The great enemy of clear language is insincerity. When there is a gap between one's real and one's declared aims, one turns, as it were instinctively, to long words and exhausted idioms, like a cuttlefish squirting out ink. - George Orwell
The only way to build something worthwhile is to enjoy the building of it. To care so much about the process that the end product doesn't matter. To become the fastest at the 100 meter dash, you have to run a million miles. You'll never get there if you just want to cross the finish line in first place in some faraway fantasy.
And it has to start with the first few steps. Baby steps. Each essay always feels like complete garbage at the start. Every idea feels like a dumb one (Most are). But eventually, after getting it on the page, after working on it for a while, it gradually starts to turn into something. And it gets better and better each time. It's not easier; no, it's never more comfortable; just better.

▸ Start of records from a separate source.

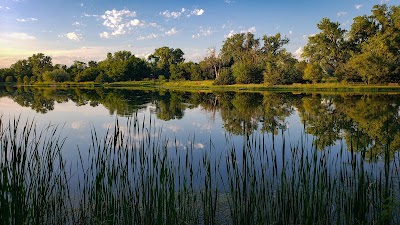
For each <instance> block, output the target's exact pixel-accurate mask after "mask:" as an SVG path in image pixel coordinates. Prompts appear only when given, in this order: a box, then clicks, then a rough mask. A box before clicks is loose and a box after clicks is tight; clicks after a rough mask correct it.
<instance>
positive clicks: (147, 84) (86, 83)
mask: <svg viewBox="0 0 400 225" xmlns="http://www.w3.org/2000/svg"><path fill="white" fill-rule="evenodd" d="M3 85H13V84H6V83H3ZM14 85H15V84H14ZM22 86H23V85H22ZM31 86H39V87H117V88H136V89H149V88H151V89H153V88H165V89H179V90H226V91H276V92H303V93H306V92H355V93H357V92H385V93H387V92H392V93H398V92H400V85H398V84H397V83H393V84H386V85H385V84H382V85H366V84H344V83H343V84H342V83H319V84H292V85H269V84H234V85H213V81H212V80H205V81H159V80H143V81H124V82H113V83H105V84H99V83H94V82H84V83H76V82H64V83H35V84H32V85H31Z"/></svg>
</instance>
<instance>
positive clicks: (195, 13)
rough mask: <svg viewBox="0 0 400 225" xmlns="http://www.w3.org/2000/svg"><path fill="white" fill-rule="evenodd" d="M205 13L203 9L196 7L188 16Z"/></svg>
mask: <svg viewBox="0 0 400 225" xmlns="http://www.w3.org/2000/svg"><path fill="white" fill-rule="evenodd" d="M203 14H204V10H203V9H194V10H193V11H192V12H191V13H190V14H189V15H188V16H201V15H203Z"/></svg>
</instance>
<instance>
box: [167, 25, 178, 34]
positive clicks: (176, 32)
mask: <svg viewBox="0 0 400 225" xmlns="http://www.w3.org/2000/svg"><path fill="white" fill-rule="evenodd" d="M176 33H178V31H177V30H176V29H175V27H173V28H171V29H170V30H169V31H167V32H165V35H167V36H171V35H174V34H176Z"/></svg>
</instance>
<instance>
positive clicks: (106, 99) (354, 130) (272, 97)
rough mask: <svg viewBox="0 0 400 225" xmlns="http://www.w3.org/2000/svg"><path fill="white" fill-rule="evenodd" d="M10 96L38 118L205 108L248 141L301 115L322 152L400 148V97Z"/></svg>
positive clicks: (164, 119)
mask: <svg viewBox="0 0 400 225" xmlns="http://www.w3.org/2000/svg"><path fill="white" fill-rule="evenodd" d="M0 96H7V97H9V98H11V99H12V100H14V101H15V102H16V103H18V104H19V105H21V106H23V107H30V108H32V109H33V110H35V111H36V112H38V113H47V112H48V111H51V110H53V109H54V105H55V103H56V102H57V103H64V102H68V101H71V102H74V103H75V104H76V106H78V107H79V106H82V105H90V106H92V107H96V106H99V105H100V104H101V105H102V106H104V107H105V108H107V109H108V110H109V112H110V114H117V115H119V116H130V115H132V114H134V113H136V112H138V111H139V110H143V109H145V108H146V107H147V106H148V104H149V103H150V104H152V105H153V106H155V109H154V110H152V111H151V112H153V113H154V114H155V115H156V116H157V118H158V119H160V120H166V121H167V120H175V119H181V118H183V116H184V112H185V110H186V109H190V108H194V107H200V108H201V109H202V110H204V111H206V112H210V113H211V117H212V119H213V118H215V117H217V116H218V115H220V117H221V119H222V125H223V127H224V129H225V131H226V132H228V133H231V134H234V135H245V136H249V135H251V134H253V133H254V132H262V133H264V132H267V133H271V134H274V135H277V134H278V133H279V131H285V130H286V129H288V122H287V120H288V117H290V116H291V115H293V114H295V113H298V115H299V119H300V121H301V122H302V123H303V124H304V132H305V133H306V134H311V135H313V136H314V145H316V147H317V148H318V149H320V150H323V149H325V148H326V147H328V146H332V145H334V144H336V143H337V141H339V140H344V141H345V142H346V144H347V146H348V149H349V151H361V152H362V153H365V154H366V155H367V156H368V157H369V158H370V159H376V158H380V157H382V156H384V155H385V154H388V153H389V152H390V155H393V153H394V152H396V151H398V149H400V118H399V117H400V113H399V112H400V108H399V107H400V96H397V95H384V94H364V95H355V94H353V95H348V94H341V95H339V94H335V95H332V94H311V95H310V94H293V93H270V92H264V93H250V92H240V93H237V92H223V91H217V92H212V93H211V92H209V93H206V92H183V91H165V90H164V92H161V91H141V90H126V89H105V88H86V89H80V88H36V87H35V88H33V87H18V88H17V87H8V86H7V87H2V88H0Z"/></svg>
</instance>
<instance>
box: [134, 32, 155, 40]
mask: <svg viewBox="0 0 400 225" xmlns="http://www.w3.org/2000/svg"><path fill="white" fill-rule="evenodd" d="M158 37H159V35H157V34H153V33H151V34H149V35H147V36H140V37H138V38H137V40H139V41H142V40H146V39H154V38H158Z"/></svg>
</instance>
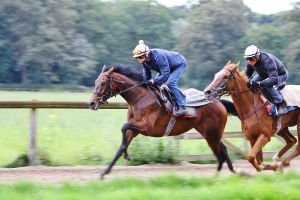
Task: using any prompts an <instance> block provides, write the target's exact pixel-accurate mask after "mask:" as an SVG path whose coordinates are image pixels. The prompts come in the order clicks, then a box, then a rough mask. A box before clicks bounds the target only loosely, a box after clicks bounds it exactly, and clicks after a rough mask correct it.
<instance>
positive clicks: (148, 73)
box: [143, 65, 152, 81]
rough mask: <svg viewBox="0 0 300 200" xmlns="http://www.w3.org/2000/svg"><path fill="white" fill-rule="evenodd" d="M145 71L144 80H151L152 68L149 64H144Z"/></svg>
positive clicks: (144, 74) (143, 67)
mask: <svg viewBox="0 0 300 200" xmlns="http://www.w3.org/2000/svg"><path fill="white" fill-rule="evenodd" d="M143 71H144V73H143V79H144V81H146V80H150V79H151V78H152V75H151V70H150V68H149V67H147V66H145V65H143Z"/></svg>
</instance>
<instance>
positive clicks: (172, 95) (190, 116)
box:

When I look back at my essays from six months ago, I cringe. At the time when I published them, I thought they were marvelous. Now I see how terrible they are. And that's encouraging, because it means I'm getting better. I'm seeing more clearly. But I never could have gotten here if I had never published in the first place. If I had never put myself through the agony of creation.
For me, writing has to be about love, not about legacy. One is controllable, the other is not. And if I make it all about success and hate the process, I might never get there, and then it will all feel like a waste. And it will be. But it doesn't have to be that way.
When I think about how people will see my work in a hundred years from now, all I dare to imagine is that some kind of cultural historian will be trying to understand the psyche of people from our generation. I'm afraid that's the best I can do for anyone that far into the future, be research subject 4325 out of millions of other people who post stuff online. It terrifies me a bit.
I feel like I would be incredibly lucky to even be able to do some good for people right now.
Loved this piece, you really spoke to me. Thanks for writing it. <3
Oppps that ended before I was finished. Anyway, it’s like you said about people knowing when you are genuine. They feel it when you care and when you’re just going through the motions. Jesus said to take one day at a time, don’t worry about tomorrow. Granted he was referring to worrying about physical needs but I think it also applies to your message about worrying about being remembered. Each day is a blessing so I believe we are to make the best of each day anyway we can, through our work, relationships, etc.